Quando fui sicura di averli seminati, mi accasciai tra gli armadietti e il muro. Ero stata brava. Mi ripetevo. Più e più volte. Ne ero sicura. E allora perché le gambe non smettevano di tremare? Ero sempre stata una preda facile per i bulli, i ricordi alla vecchia scuola mi avrebbero accompagna per il resto della mia vita. Le ragazze che mi picchiavano nei bagni, i ragazzi che mi insultavano in corridoio. E ogni giorno era sempre peggio; si aggravavano le percosse, gli insulti divenivano minacce. Poi, un giorno, mi risvegliai all'ospedale. Dicevano che ero scivolata e caduta dalle scale e che ero stata fortunata, perché non avevo sbattuto la testa. Io sapevo che non era così, ma decisi di non sporgere denuncia, avrei avuto tutta la scuola contro e non potevo permettermelo. Mi comportai da codarda, senza dire niente a nessuno, nemmeno ai miei genitori. Per questo decisi di iscrivermi ad un corso di autodifesa e giurai a me stessa che non mi sarei mai più fatta mettere i piedi in testa e che le cose sarebbero andate meglio. E così fu. Incontrai Niall, da poco trasferito nella mia stessa scuola.

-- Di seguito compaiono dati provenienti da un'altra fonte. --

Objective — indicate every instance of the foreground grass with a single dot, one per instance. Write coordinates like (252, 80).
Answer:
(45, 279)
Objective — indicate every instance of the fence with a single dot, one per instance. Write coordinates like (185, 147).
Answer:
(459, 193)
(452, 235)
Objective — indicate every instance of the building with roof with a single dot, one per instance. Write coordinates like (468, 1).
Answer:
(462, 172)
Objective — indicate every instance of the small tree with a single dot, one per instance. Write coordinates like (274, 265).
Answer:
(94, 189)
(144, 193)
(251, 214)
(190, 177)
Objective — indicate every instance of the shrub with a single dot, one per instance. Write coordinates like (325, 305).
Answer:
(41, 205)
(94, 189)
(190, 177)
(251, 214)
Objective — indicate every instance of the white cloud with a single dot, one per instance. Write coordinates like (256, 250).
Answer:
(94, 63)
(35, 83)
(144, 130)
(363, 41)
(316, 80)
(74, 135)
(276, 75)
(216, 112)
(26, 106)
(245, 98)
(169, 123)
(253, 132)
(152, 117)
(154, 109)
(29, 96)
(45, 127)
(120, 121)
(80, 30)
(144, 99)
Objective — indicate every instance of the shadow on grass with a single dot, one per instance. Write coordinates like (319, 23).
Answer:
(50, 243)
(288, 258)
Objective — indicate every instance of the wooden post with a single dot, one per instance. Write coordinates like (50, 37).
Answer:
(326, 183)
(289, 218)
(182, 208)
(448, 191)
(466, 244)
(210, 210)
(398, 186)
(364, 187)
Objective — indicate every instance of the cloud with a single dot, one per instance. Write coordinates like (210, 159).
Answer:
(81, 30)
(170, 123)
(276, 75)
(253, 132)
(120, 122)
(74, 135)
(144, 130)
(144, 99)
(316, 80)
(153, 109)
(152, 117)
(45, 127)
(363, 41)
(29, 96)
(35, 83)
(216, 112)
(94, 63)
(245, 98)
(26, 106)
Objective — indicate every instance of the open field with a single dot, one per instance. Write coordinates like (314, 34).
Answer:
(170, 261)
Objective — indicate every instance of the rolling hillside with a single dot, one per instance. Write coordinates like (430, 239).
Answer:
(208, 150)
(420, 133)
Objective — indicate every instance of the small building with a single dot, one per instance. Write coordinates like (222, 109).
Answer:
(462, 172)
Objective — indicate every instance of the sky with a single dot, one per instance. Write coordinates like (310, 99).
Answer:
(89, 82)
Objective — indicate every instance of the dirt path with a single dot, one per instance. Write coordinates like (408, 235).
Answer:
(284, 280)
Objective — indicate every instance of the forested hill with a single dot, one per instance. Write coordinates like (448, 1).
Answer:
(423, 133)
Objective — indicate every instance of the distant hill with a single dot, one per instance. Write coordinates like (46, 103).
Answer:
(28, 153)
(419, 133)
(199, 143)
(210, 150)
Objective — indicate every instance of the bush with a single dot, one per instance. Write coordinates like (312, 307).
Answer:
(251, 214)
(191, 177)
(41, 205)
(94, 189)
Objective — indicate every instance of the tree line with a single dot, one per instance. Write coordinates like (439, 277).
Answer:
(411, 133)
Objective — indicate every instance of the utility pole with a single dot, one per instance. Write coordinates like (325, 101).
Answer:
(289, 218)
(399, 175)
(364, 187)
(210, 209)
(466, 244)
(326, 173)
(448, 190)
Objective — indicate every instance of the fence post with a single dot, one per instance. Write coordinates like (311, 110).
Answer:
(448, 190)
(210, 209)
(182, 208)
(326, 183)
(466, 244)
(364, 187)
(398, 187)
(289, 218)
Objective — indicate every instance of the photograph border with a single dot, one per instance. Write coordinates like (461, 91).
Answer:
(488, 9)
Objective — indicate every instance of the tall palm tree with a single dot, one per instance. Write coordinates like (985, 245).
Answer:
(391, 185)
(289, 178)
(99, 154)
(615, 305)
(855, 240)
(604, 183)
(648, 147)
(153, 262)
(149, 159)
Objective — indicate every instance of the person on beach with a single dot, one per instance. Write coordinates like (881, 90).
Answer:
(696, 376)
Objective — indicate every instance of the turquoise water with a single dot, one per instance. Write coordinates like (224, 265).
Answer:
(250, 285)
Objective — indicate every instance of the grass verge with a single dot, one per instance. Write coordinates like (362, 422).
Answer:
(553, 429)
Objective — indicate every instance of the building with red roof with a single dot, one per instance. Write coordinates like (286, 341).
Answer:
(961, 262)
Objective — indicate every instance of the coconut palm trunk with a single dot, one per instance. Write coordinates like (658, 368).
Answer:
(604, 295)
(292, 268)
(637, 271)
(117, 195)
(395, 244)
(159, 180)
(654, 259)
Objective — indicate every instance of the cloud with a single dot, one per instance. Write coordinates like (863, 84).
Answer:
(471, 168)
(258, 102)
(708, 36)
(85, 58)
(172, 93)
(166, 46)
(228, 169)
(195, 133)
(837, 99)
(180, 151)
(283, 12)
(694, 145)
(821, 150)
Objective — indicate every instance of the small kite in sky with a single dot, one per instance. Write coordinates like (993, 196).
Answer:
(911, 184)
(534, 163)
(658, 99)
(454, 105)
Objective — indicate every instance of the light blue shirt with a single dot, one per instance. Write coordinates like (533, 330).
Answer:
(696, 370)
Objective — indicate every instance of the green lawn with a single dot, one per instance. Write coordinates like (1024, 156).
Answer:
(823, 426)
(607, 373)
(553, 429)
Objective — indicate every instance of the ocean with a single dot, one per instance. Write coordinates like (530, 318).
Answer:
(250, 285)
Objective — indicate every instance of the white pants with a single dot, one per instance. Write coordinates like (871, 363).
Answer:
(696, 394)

I suoi genitori erano il centro dell'attenzione dell'alta borghesia, una coppia di Irlandesi trasferitisi a New York per aprire un Grand Hotel totalmente immerso nel verde, che affacciava direttamente su Central Park. Nessuno sapeva niente di loro, tantomeno del figlio; aveva avuto i suoi famosi quindici minuti di fama, anche se le tempistiche di Andy Warhol erano molto relative. Infatti fu il centro dell'attenzione per alcuni mesi ed io, ormai, ero stata messa nel dimenticatoio. Niente più minacce, niente più percosse, niente di niente. Avevo avuto la mia tregua. Almeno fino a quando non conobbi Niall. Lui mi insegnò ad avere "l'attitude da bitch"
Mi prese sotto la sua ala protettiva, al suo fianco mi sentivo al sicuro. Mi spiegò come vestirmi, come comportarmi, come acquisire fiducia in me stessa, divenne il mio Pigmalione. Lui era l'unico amico che avessi mai avuto. Estrassi il telefono dalla tasca e decisi di scrivergli un messaggio "Sono a scuola, non sto bene." Lui avrebbe capito.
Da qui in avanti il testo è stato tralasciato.